St. Louis Blues - 楽譜サンプル
St. Louis Blues|楽曲の特徴と歴史
基本情報
「St. Louis Blues」はHANDY WILLIAM C(W. C. Handy)による1914年の作品。作詞・作曲はW. C. Handy自身で、ブルースを全米に広めた代表的楽曲として知られる。楽譜出版を起点にダンスバンドやジャズの現場へ浸透し、ボーカル曲としても器楽曲としても広く演奏され、現在は定番のジャズ・スタンダード。
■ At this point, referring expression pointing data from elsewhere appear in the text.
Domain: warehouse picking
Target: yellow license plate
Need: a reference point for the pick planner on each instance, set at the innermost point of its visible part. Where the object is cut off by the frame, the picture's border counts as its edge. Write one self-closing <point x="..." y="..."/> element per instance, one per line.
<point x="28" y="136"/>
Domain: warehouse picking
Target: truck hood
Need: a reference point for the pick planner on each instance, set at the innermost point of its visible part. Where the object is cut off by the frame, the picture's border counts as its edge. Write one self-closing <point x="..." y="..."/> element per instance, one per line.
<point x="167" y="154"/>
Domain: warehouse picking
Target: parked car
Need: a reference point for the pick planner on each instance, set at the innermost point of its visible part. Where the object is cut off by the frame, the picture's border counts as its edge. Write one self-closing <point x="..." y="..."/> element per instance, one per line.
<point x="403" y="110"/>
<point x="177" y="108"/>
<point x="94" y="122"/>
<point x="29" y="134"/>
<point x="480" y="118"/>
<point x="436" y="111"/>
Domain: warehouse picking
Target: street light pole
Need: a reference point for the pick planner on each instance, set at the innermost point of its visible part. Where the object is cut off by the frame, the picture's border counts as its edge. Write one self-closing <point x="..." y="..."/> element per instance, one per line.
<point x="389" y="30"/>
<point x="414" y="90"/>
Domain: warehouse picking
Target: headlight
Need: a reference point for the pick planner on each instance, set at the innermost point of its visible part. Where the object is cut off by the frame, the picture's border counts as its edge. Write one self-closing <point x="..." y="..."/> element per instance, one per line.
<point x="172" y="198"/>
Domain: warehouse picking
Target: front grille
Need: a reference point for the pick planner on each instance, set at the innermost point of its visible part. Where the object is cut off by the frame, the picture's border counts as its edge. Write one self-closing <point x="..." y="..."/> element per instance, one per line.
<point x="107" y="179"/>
歌詞は失恋と嘆き、都会の孤独を主題とするが、本文では歌詞全文は扱わない。別題「Saint Louis Blues」。
音楽的特徴と演奏スタイル
最大の特徴は、12小節ブルースと短調16小節の中間部(ハバネラ/タンゴ風リズム)の組み合わせという複合形式にある。ブルース由来のAAB型フレーズ、ブルーノート、コール&レスポンスを土台に、ハバネラのシンコペーションが「スペインの香り」をもたらし、同時代のラグタイム~初期ジャズの語法と結びつく。テンポはスロー・ブルースからスウィング、さらにはマーチ的アレンジまで幅広く、ヴォーカルではポルタメントやゴスペル的ターン、管楽器ではミュート/プランジャー奏法など表情豊かな解釈が映える。
歴史的背景
1910年代、楽譜産業とダンス文化の隆盛は、地域音楽だったブルースを都市へと押し上げた。W. C. Handyは「ブルースの父」と称され、出版を通じて黒人音楽の語法を可視化・定式化し、広範な受容を促進。本作に見られるハバネラの導入は、ニューオーリンズ系ジャズで語られる「スペインの香り」の普及とも響き合い、アメリカ音楽におけるリズム語彙の拡張に寄与した。
有名な演奏・録音
決定的名演として、1925年のベッシー・スミスによる録音(コルネットはルイ・アームストロング)が挙げられる。その後もアームストロングは自身のバンドで繰り返し取り上げ、デューク・エリントン楽団などスウィング期の大編成にも不可欠のレパートリーとなった。第二次大戦期にはグレン・ミラー陸軍航空軍バンドが「St. Louis Blues March」として編曲し、マーチ/吹奏楽の定番に。さらに1929年の短編映画「St. Louis Blues」ではベッシー・スミスが自演し、映像の記録としても重要である。
現代における評価と影響
本作は、ブルースの三和音進行とハバネラ中間部という二つの言語を一曲に融合した教材的価値が高く、ジャム・セッションや音楽教育で頻繁に扱われる。ヴォーカル、スモールコンボ、ビッグバンド、吹奏楽まで適応可能な柔軟性は、スタンダードとしての生命力を裏づける。多様な世代・ジャンルの演奏家に継承され、アメリカ都市文化とブルースのイメージを結びつけた象徴曲として評価が定着している。
まとめ
「St. Louis Blues」は、12小節ブルースとハバネラ中間部を融合した卓抜な設計により、地域音楽だったブルースを普遍的語法へと押し広げた金字塔である。名演の蓄積と多面的な編曲可能性により、100年以上を経ても演奏現場で生き続ける、ジャズ・スタンダードの中核的存在と言える。